Lieu de la rencontre : rutilant sous les ors de sa splendeur passée, le grand Théâtre-opéra de Pittsburgh, capitale, jadis, de l’acier, la ville des Carnegie, Mellon et autres magnats de légende. S’y tient ce soir de fin novembre 2004 une conférence de Henry Kissinger sur ses années à la tête du Département d’Etat. L’immense salle est bondée. Pour les besoins d’American Vertigo, ce journal de voyage que BHL écrit et tourne en même temps à travers toute l’Amérique de Bush, nous sommes là, cameraman au balcon. Seul sur le proscenium, debout derrière un pupitre, une carafe d’eau posée sur un guéridon, Kissinger se lance, évoque De Gaulle, Thucydide, fait une pause pour se servir un verre d’eau. Un homme au parterre se dresse et apostrophe la foule d’une voix tonitruante : « Vous êtes des crapauds, écoutant un crapaud. Ce Kissinger est un criminel de masse. Remember Chile, remember Allende ! » Un ouragan de protestation s’élève, le service d’ordre se précipite. Christopher Hitchens est expulsé manu militari, Kissinger scrute la salle, aperçoit notre caméra en pied, pointe un doigt vengeur dans notre direction, nous-mêmes sommes interpellés sans ménagement, nos images saisies.

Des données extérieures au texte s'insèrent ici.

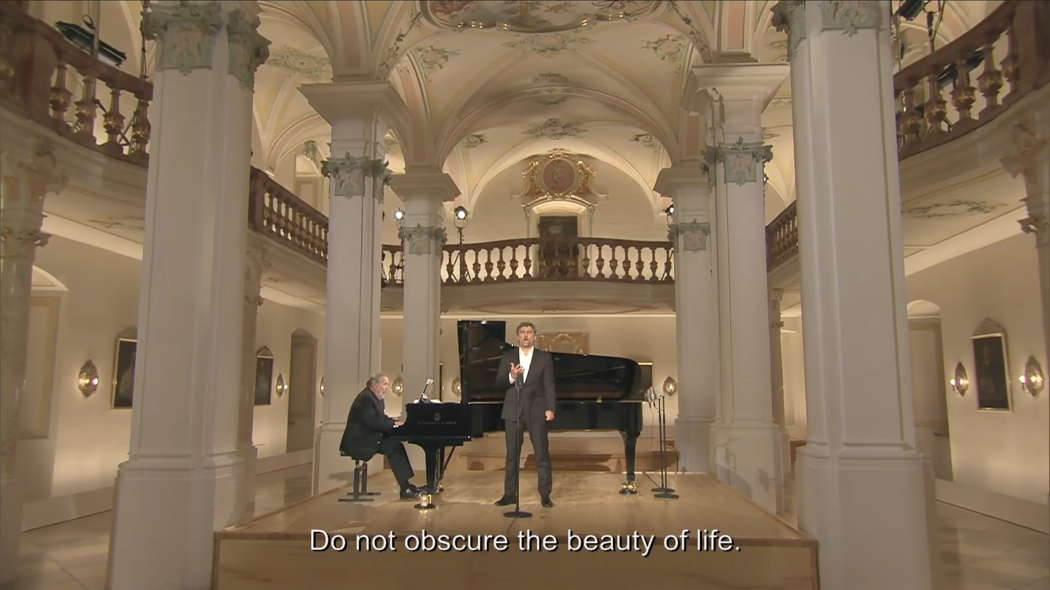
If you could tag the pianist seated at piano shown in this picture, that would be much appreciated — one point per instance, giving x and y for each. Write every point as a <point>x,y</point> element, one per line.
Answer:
<point>365,432</point>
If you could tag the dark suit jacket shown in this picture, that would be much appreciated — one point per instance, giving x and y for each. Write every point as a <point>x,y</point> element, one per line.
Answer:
<point>538,392</point>
<point>365,425</point>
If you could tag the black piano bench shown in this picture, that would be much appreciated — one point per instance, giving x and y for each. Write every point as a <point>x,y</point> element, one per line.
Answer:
<point>360,492</point>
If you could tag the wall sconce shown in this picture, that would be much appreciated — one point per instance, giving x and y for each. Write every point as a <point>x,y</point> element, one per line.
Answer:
<point>960,382</point>
<point>670,386</point>
<point>1032,380</point>
<point>87,379</point>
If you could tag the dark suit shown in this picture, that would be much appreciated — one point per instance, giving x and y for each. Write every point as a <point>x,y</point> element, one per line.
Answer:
<point>363,437</point>
<point>527,413</point>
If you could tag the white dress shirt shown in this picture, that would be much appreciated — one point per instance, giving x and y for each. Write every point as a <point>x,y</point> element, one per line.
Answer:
<point>524,359</point>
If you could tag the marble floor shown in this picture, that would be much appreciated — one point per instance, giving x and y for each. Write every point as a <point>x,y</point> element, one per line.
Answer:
<point>977,552</point>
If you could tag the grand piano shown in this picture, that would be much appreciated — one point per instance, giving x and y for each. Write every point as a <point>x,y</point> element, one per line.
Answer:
<point>594,393</point>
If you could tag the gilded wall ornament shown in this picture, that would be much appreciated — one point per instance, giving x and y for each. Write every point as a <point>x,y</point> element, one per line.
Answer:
<point>422,239</point>
<point>693,235</point>
<point>248,48</point>
<point>348,175</point>
<point>185,34</point>
<point>742,162</point>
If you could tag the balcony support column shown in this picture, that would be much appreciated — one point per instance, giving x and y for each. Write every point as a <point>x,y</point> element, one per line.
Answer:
<point>185,466</point>
<point>23,185</point>
<point>862,490</point>
<point>422,235</point>
<point>695,304</point>
<point>357,172</point>
<point>748,442</point>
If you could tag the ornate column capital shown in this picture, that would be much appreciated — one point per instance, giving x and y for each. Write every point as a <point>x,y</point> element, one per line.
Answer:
<point>741,161</point>
<point>422,239</point>
<point>789,16</point>
<point>348,175</point>
<point>185,33</point>
<point>1028,156</point>
<point>693,235</point>
<point>248,48</point>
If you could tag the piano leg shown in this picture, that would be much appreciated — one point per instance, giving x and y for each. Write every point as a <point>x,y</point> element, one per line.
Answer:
<point>630,440</point>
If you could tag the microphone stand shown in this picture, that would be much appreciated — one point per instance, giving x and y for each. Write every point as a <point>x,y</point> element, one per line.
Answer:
<point>518,512</point>
<point>663,490</point>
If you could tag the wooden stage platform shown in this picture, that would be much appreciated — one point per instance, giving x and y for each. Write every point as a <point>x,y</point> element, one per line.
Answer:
<point>273,550</point>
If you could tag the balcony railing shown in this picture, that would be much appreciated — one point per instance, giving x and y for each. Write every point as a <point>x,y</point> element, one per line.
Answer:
<point>1008,44</point>
<point>42,75</point>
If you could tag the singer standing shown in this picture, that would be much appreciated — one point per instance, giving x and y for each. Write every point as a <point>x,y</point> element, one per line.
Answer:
<point>528,374</point>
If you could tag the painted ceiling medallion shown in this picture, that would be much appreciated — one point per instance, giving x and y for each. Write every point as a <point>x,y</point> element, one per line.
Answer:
<point>553,129</point>
<point>531,16</point>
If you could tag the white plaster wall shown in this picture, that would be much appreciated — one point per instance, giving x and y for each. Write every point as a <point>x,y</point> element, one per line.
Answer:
<point>274,327</point>
<point>89,438</point>
<point>1002,451</point>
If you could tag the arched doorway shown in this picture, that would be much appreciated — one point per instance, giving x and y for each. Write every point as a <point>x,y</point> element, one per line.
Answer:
<point>300,392</point>
<point>928,385</point>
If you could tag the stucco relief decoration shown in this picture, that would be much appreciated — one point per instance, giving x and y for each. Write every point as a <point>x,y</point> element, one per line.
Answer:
<point>348,174</point>
<point>552,129</point>
<point>433,59</point>
<point>952,209</point>
<point>422,239</point>
<point>693,234</point>
<point>668,48</point>
<point>248,48</point>
<point>310,66</point>
<point>851,16</point>
<point>742,162</point>
<point>474,140</point>
<point>531,16</point>
<point>185,34</point>
<point>548,45</point>
<point>789,17</point>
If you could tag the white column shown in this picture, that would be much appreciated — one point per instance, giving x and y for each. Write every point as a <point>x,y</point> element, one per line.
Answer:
<point>696,325</point>
<point>1030,157</point>
<point>357,173</point>
<point>24,181</point>
<point>422,235</point>
<point>185,472</point>
<point>748,443</point>
<point>861,489</point>
<point>257,261</point>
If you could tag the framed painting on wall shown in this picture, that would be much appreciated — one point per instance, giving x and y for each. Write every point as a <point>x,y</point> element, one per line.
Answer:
<point>992,378</point>
<point>124,372</point>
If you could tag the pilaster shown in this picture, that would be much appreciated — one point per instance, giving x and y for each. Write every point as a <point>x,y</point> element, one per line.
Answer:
<point>749,444</point>
<point>23,185</point>
<point>422,235</point>
<point>696,325</point>
<point>186,466</point>
<point>861,485</point>
<point>359,113</point>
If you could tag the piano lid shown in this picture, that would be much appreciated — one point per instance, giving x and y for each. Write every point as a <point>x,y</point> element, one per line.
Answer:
<point>576,377</point>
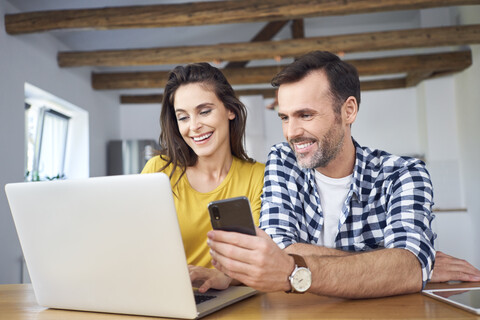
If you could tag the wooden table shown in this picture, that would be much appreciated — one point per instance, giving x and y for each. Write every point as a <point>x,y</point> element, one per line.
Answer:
<point>18,302</point>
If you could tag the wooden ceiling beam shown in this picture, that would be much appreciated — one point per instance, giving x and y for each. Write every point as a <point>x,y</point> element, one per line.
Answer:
<point>270,92</point>
<point>438,62</point>
<point>202,13</point>
<point>267,33</point>
<point>297,28</point>
<point>371,41</point>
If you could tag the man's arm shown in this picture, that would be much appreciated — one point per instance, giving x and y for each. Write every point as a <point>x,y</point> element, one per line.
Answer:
<point>258,262</point>
<point>305,249</point>
<point>448,268</point>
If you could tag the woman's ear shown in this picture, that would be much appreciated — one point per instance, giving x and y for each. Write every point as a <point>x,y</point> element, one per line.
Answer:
<point>350,109</point>
<point>231,115</point>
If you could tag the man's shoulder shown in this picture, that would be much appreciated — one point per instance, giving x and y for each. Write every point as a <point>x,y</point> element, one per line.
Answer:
<point>379,161</point>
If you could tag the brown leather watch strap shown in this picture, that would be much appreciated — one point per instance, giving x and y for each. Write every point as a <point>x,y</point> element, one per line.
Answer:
<point>299,262</point>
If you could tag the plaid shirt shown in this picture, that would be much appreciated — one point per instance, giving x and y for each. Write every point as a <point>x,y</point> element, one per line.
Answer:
<point>388,204</point>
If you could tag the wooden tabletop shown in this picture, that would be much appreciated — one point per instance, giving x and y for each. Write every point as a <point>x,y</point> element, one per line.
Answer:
<point>18,302</point>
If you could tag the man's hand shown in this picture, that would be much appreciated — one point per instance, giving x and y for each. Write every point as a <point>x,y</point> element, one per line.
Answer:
<point>205,278</point>
<point>256,261</point>
<point>449,268</point>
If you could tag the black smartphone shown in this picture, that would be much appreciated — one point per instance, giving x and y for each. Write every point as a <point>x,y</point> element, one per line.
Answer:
<point>233,214</point>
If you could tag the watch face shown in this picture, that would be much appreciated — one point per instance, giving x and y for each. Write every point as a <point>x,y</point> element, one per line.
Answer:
<point>302,279</point>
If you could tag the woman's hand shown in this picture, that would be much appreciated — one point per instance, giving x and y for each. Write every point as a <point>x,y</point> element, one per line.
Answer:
<point>205,278</point>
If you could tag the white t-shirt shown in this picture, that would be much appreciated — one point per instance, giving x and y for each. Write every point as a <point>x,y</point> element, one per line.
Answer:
<point>333,193</point>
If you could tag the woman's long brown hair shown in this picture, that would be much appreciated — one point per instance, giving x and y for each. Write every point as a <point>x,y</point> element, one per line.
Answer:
<point>173,149</point>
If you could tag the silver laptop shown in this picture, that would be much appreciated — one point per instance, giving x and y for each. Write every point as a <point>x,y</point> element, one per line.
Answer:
<point>464,298</point>
<point>108,244</point>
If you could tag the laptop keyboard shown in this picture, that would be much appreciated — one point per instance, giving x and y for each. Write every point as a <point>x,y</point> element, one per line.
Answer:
<point>199,298</point>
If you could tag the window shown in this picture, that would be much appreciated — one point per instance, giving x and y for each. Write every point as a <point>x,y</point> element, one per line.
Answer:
<point>48,143</point>
<point>52,127</point>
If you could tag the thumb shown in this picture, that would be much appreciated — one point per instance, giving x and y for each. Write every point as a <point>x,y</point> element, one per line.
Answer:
<point>205,286</point>
<point>262,234</point>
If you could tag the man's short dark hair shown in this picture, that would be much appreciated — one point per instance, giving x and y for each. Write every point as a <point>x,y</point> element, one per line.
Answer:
<point>342,76</point>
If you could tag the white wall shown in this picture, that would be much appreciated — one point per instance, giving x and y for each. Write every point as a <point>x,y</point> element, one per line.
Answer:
<point>140,121</point>
<point>32,58</point>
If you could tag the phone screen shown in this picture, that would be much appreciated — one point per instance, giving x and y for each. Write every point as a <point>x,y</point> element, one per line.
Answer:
<point>232,214</point>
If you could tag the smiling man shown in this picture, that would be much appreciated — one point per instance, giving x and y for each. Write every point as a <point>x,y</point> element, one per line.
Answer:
<point>352,221</point>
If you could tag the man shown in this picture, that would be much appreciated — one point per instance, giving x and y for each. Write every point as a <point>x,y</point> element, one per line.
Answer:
<point>353,222</point>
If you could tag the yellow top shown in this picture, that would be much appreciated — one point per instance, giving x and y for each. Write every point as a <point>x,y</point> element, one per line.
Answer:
<point>243,179</point>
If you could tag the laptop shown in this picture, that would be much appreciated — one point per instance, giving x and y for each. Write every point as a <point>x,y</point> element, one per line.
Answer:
<point>109,244</point>
<point>464,298</point>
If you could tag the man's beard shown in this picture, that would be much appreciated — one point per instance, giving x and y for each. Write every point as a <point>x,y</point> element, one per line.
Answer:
<point>328,149</point>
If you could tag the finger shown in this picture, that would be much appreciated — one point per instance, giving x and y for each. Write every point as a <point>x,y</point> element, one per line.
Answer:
<point>205,286</point>
<point>232,251</point>
<point>235,238</point>
<point>458,265</point>
<point>228,265</point>
<point>262,234</point>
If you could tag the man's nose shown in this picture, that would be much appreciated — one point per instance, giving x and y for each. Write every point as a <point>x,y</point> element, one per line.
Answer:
<point>292,129</point>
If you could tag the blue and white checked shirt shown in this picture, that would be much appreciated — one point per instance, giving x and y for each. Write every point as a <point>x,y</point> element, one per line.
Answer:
<point>388,205</point>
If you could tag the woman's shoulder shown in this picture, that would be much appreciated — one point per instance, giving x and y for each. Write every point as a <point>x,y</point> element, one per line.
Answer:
<point>155,164</point>
<point>253,167</point>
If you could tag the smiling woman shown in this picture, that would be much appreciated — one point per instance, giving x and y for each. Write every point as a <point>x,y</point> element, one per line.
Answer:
<point>202,150</point>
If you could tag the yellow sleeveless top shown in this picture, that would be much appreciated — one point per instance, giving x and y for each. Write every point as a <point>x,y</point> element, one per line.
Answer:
<point>243,179</point>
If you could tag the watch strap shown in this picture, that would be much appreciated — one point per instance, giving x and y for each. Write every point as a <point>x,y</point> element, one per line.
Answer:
<point>299,263</point>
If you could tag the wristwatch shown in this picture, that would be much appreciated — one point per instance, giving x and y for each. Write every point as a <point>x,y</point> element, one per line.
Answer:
<point>301,277</point>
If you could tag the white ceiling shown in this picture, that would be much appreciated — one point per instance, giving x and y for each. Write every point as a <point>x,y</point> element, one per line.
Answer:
<point>85,40</point>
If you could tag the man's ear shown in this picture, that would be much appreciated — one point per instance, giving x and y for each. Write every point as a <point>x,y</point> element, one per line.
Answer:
<point>349,110</point>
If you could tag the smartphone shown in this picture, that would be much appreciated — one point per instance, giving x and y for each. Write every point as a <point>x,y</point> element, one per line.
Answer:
<point>233,214</point>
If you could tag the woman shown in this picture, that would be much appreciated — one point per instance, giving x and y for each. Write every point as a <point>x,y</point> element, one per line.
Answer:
<point>201,149</point>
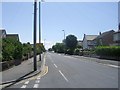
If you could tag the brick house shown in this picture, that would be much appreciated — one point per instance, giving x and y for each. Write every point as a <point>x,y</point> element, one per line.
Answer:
<point>105,38</point>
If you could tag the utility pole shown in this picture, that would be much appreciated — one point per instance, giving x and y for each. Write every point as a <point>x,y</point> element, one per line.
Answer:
<point>35,29</point>
<point>64,34</point>
<point>40,27</point>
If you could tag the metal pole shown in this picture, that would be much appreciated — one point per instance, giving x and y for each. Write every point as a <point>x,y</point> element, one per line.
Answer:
<point>39,27</point>
<point>35,29</point>
<point>64,34</point>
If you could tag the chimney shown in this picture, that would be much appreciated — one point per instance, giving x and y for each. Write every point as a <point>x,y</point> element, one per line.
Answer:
<point>100,33</point>
<point>119,27</point>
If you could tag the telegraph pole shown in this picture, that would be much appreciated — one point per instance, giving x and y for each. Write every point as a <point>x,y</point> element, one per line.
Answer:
<point>35,29</point>
<point>40,27</point>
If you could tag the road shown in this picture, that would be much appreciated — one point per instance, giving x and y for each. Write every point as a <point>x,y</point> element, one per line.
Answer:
<point>68,72</point>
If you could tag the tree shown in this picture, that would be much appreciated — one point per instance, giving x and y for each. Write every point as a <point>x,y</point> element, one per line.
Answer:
<point>27,50</point>
<point>58,47</point>
<point>50,49</point>
<point>11,49</point>
<point>71,43</point>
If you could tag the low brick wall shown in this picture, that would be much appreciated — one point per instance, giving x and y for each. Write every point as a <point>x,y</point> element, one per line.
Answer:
<point>5,65</point>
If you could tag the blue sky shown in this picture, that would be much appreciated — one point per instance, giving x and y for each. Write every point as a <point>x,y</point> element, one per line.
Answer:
<point>77,18</point>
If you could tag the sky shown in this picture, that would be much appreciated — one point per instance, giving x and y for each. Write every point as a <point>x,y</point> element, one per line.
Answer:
<point>77,18</point>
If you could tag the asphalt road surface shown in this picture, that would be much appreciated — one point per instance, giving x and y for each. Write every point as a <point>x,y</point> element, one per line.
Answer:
<point>68,72</point>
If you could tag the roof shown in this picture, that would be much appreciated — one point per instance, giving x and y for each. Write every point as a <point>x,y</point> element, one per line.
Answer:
<point>90,37</point>
<point>106,33</point>
<point>13,36</point>
<point>2,30</point>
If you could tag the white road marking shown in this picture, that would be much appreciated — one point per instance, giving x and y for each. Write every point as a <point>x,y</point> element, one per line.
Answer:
<point>55,65</point>
<point>24,86</point>
<point>63,75</point>
<point>37,81</point>
<point>112,65</point>
<point>26,82</point>
<point>35,85</point>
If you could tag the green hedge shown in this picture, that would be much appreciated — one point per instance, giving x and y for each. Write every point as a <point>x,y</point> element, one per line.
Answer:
<point>108,51</point>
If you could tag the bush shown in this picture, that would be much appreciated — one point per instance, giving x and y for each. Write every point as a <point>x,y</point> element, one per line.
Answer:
<point>108,51</point>
<point>77,51</point>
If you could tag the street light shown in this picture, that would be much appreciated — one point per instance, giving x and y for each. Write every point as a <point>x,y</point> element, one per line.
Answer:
<point>64,34</point>
<point>35,29</point>
<point>40,25</point>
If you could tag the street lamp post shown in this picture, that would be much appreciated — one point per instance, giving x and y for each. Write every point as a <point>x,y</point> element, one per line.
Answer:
<point>64,34</point>
<point>40,27</point>
<point>35,29</point>
<point>64,40</point>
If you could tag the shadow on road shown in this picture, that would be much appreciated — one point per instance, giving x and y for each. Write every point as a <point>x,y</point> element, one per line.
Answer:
<point>17,80</point>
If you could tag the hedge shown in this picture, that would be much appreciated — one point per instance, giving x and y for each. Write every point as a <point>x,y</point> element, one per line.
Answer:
<point>113,51</point>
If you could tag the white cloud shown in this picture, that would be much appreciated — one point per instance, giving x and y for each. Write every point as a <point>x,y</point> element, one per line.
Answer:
<point>48,44</point>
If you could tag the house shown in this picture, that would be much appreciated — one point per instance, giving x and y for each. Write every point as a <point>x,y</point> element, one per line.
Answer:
<point>116,38</point>
<point>14,36</point>
<point>2,33</point>
<point>80,42</point>
<point>88,41</point>
<point>105,38</point>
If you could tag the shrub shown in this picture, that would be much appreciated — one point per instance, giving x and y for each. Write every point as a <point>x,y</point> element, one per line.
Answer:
<point>108,51</point>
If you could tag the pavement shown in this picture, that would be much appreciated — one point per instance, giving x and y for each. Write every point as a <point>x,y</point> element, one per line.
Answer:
<point>22,71</point>
<point>65,71</point>
<point>102,61</point>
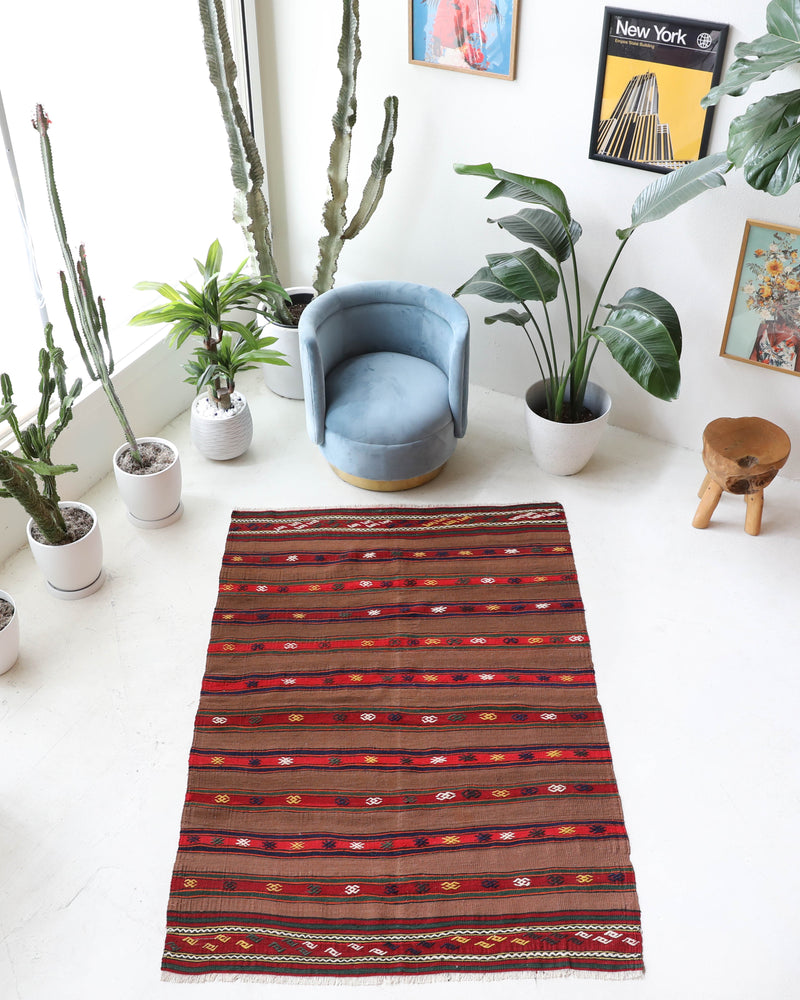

On se retrouve sur le trottoir. Hitchens est ravi, déchainé, nous emmène vers un cinéma où tout ce que Pittsburgh compte de contestataires l’attend comme le Messie, et, épuisant son auditoire deux heures de rang, il tient conférence bien au-delà de minuit, fustigeant en rafale Kissinger, le vrai assassin d’Allende, approuvant l’intervention américaine en Irak (Vivent la chute d’un tyran et la démocratie au forceps), brocardant la Gauche Divine, « cette machine à excuses » (de l’islamisme et du 11 Septembre, qui serait un attentat « anti-impérialiste », la pure réponse du berger à la bergère). Entre deux descentes en flamme, Hitchens, infatigable, invoque Orwell (« Il ne suffit pas d’être anti-fasciste ; il faut être anti-totalitaire »), foudroie Noam Chomsky, fait l’éloge du capitalisme, « la seule force vraiment révolutionnaire aujourd’hui », alors que Pittsburgh compte 20% de chômeurs, se fait évidemment huer, répond qu’il adore les opprobres de ses ex-amis de gauche, comme autant de sources de sa créativité, se justifie d’avoir accepté à dîner au Pentagone et de défendre la guerre de Bush en Irak, chez « l’Ennemi » , en l’occurrence sur Fox News, et, pour finir, s’épanche sur Proust, « si incroyablement pénétrant et innocent en même temps. A travers ses yeux, nous pouvons voir ce qui fait agir le dandy, l’amant, le Grand de ce monde, l’hypocrite et le poseur, avec, à chaque fois, une clarté, une transparence dont il n’y a pas d’exemple dans toute l’histoire de la littérature, excepté peut-être chez Shakespeare. » Tout le monde est épuisé, sauf Hitchens, qui nous entraine terminer la nuit dans un boui-boui assez mal famé des faubourgs déglingués de Pittsburgh. Avant de nous quitter, il revient à son dada de la nuit : « Ce que les djihadistes abominent en nous, en l’Occident, c’est la liberté de penser, la liberté des femmes, la séparation du politique et du religieux. Ce ne sont pas des anti-impérialistes à la sauce verte, mais d’authentiques fascistes. A bas les Dieux, tous les Dieux ! Vive la liberté ! »

Tel était ce marxiste devenu libertaire, apostase de la Gauche américaine, ce bourgeois anti-conformiste, romantique et paradoxal, pugiliste « réac » se définissant lui-même comme « post-idéologique », attaché, dans la grande tradition des journalistes à la Hemingway, Lucien Bodard ou Jean Vincent, à l’alcool non moins qu’à la défense des Droits de l’Homme, et peut-être pour les mêmes raisons : le goût fou de la liberté ; et sa liberté comme une perdition.